Total work done in the cyclic process can be calculated from the area under $P-V$ graph.

$\Rightarrow W_{Total}=(3P_0-P_0)\times (2V_0-V_0)$

$\Rightarrow W_{Total}=2P_0{V}_0$

Now, from first law of thermodynamics, heat given to a gas is equal to the sum of the change in its internal energy and work done by it.

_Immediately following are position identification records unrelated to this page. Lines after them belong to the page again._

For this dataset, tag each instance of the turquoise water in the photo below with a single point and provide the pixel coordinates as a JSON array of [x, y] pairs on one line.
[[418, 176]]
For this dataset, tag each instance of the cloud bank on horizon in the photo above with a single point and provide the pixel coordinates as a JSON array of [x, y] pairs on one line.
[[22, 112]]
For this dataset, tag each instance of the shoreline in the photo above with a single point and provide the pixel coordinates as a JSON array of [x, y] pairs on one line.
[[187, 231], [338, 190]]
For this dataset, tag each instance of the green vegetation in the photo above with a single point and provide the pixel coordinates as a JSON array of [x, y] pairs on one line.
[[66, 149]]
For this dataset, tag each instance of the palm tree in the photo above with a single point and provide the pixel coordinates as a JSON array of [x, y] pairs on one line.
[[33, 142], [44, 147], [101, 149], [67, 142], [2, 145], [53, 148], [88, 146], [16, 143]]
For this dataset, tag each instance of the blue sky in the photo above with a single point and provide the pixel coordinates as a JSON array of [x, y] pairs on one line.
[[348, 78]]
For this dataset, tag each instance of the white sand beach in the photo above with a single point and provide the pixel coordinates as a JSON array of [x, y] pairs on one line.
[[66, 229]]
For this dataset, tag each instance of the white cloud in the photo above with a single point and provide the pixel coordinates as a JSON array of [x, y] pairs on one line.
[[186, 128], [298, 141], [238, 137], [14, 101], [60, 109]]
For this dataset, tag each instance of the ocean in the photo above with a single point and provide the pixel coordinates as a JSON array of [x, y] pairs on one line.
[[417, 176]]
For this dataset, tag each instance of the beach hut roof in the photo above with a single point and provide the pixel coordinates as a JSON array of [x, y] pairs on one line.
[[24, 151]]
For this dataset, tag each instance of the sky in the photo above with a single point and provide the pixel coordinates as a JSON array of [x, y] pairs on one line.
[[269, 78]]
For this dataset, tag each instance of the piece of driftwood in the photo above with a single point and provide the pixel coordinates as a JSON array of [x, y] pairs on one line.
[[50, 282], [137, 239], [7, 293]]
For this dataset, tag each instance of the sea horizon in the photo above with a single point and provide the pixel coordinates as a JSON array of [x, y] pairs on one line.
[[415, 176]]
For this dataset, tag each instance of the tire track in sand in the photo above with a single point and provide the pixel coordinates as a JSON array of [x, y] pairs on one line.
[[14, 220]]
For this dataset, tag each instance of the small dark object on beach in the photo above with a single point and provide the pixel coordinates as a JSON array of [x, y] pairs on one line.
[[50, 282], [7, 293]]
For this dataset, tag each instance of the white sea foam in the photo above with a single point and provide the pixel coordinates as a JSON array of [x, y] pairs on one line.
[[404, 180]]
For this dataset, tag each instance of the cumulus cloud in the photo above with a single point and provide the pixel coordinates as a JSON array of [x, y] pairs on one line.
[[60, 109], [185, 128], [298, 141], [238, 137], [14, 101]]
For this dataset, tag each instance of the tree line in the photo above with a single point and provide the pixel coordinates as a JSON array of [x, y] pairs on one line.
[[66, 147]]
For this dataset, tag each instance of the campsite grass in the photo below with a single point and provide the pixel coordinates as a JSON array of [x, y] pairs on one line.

So, heat transferred during the $\text{process AB}:$
$Q_{AB}=W_{AB}+U_{AB}$
and $U_{AB}=n\times \frac{3}{2}R(T_B-T_A)=\frac{3}{2}(P_B{V}_B-P_A{V}_A)$ [for monoatomic gas]
$\Rightarrow Q_{AB}=0+\frac{3}{2}(3P_0{V}_0-P_0{V}_0)=3P_0{V}_0$

Heat transferred during the $\text{process BC}:$
$Q_{BC}=W_{BC}+U_{BC}$
$Q_{BC}=3P_0{V}_0+\frac{3}{2}(3P_0\times 2V_0-3P_0{V}_0)=7.5P_0{V}_0$

Heat transferred during the $\text{process CD}:$
$Q_{CD}=W_{CD}+U_{CD}$
$Q_{CD}=0+\frac{3}{2}(P_0\times 2V_0-3P_0\times 2V_0)=-6P_0{V}_0$

Heat transferred during the $\text{process DA}:$
$Q_{DA}=W_{DA}+U_{DA}$
$Q_{DA}=-P_0{V}_0+\frac{3}{2}(P_0\times V_0-P_0\times 2V_0)=-2.5P_0{V}_0$

So, net heat added during the cycle is
$Q_{net}=Q_{AB}+Q_{BC}=3P_0{V}_0+7.5P_0{V}_0$

& total work done in cycle $W_{Total}=W_{BC}+W_{DA}=2P_0{V}_0$

Therefore, efficiency of the cycle,
$\eta =\frac{W_{Total}}{Q_{net}}\times 100=\frac{2P_0{V}_0}{10.5P_0{V}_0}\times 100$

$\therefore \eta =19.04\%$

Hence, option (b) is the correct answer.